The compound 7‑chloro‑3,4‑dihydro‑3‑methyl‑2H‑1,2,4‑benzothiadiazine 1,1‑dioxide, commonly referred to as IDRA‑21, was first reported in the mid‑1990s as a derivative of benzothiadiazine that acts as a positive allosteric modulator of AMPA‑type glutamate receptors. It was synthesized by introducing a methyl group at the 3‑position and chlorine at the 7‑position on the benzothiadiazine 1,1‑dioxide scaffold, yielding a molecule which significantly attenuates rapid desensitization of AMPA receptors and thereby enhances excitatory synaptic transmission.

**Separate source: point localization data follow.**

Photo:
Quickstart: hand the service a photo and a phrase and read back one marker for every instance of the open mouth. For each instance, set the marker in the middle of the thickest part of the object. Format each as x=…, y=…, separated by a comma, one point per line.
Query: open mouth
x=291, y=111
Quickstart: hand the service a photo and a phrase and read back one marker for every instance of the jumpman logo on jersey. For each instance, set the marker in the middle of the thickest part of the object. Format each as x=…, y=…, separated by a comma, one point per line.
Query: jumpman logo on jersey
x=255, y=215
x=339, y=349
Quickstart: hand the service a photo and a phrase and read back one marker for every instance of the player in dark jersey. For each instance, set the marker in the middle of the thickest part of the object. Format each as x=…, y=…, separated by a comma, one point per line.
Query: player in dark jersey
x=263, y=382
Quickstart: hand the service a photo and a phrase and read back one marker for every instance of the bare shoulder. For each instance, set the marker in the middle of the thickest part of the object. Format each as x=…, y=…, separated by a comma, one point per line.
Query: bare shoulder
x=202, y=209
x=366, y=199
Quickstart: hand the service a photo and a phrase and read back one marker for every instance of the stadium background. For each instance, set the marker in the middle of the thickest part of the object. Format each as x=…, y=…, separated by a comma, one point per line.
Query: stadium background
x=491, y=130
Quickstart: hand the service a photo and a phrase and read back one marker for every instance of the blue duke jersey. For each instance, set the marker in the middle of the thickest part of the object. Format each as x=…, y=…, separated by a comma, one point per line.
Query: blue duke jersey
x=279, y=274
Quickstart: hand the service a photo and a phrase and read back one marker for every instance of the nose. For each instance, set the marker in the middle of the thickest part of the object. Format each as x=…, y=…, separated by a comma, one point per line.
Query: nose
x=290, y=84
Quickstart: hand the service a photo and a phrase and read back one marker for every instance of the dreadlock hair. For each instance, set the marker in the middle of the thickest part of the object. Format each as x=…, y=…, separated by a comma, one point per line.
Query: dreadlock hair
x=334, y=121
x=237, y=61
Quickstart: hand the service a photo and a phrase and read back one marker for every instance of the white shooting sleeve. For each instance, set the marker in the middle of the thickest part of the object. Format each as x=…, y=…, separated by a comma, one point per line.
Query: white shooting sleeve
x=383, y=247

The discovery emerged from efforts to identify nootropic compounds capable of improving learning and memory by modulating glutamatergic signaling. In rats, oral administration of IDRA‑21 improved performance in water maze and passive avoidance tests, showing stronger efficacy than aniracetam. Only the (+) enantiomer was behaviorally active, demonstrating both stereoselective binding and functional effect. Subsequent studies in monkeys showed that IDRA‑21 at low micromolar doses could reverse alprazolam‑induced cognitive deficits and enhance delayed matching performance tasks, with potency 10–30 times greater than aniracetam.
The principal mechanism of action is potentiation of AMPA receptor currents by slowing desensitization, which facilitates synaptic plasticity and long‑term potentiation underlying memory encoding. The enhancement of synaptic responses has been observed in cultured hippocampal neurons, and IDRA‑21 promotes induction of LTP under conditions where stimulation alone is insufficient.
There are also important safety considerations. Although IDRA‑21 appears to be relatively non‑toxic at cognition‑enhancing doses, studies found that it can exacerbate neuronal injury following ischemic events. In rodent models of global cerebral ischemia, administration of IDRA‑21 at 12–24 mg/kg increased CA1 hippocampal neuron loss, likely due to potentiation of AMPA‑mediated excitotoxicity under pathological conditions.
Beyond its neuropharmacological interest, IDRA‑21 and related benzothiadiazine derivatives have been studied as tools in medicinal chemistry to explore structure‑activity relationships. They helped characterize how small substituents on the benzothiadiazine scaffold affect receptor modulation and toxicity. Although IDRA‑21 itself never entered clinical development, it has served as a model for designing newer ampakines with improved safety profiles.
Applications of IDRA‑21 remain experimental. Its cognitive enhancing properties have been valuable in preclinical models of learning and memory, especially for understanding AMPA receptor modulation. It has been used to probe synaptic plasticity mechanisms, LTP induction thresholds, and receptor pharmacology in central nervous system research. To date, no approved therapeutic uses exist for IDRA‑21, and its potential in neurological disorders has not been translated to clinical practice.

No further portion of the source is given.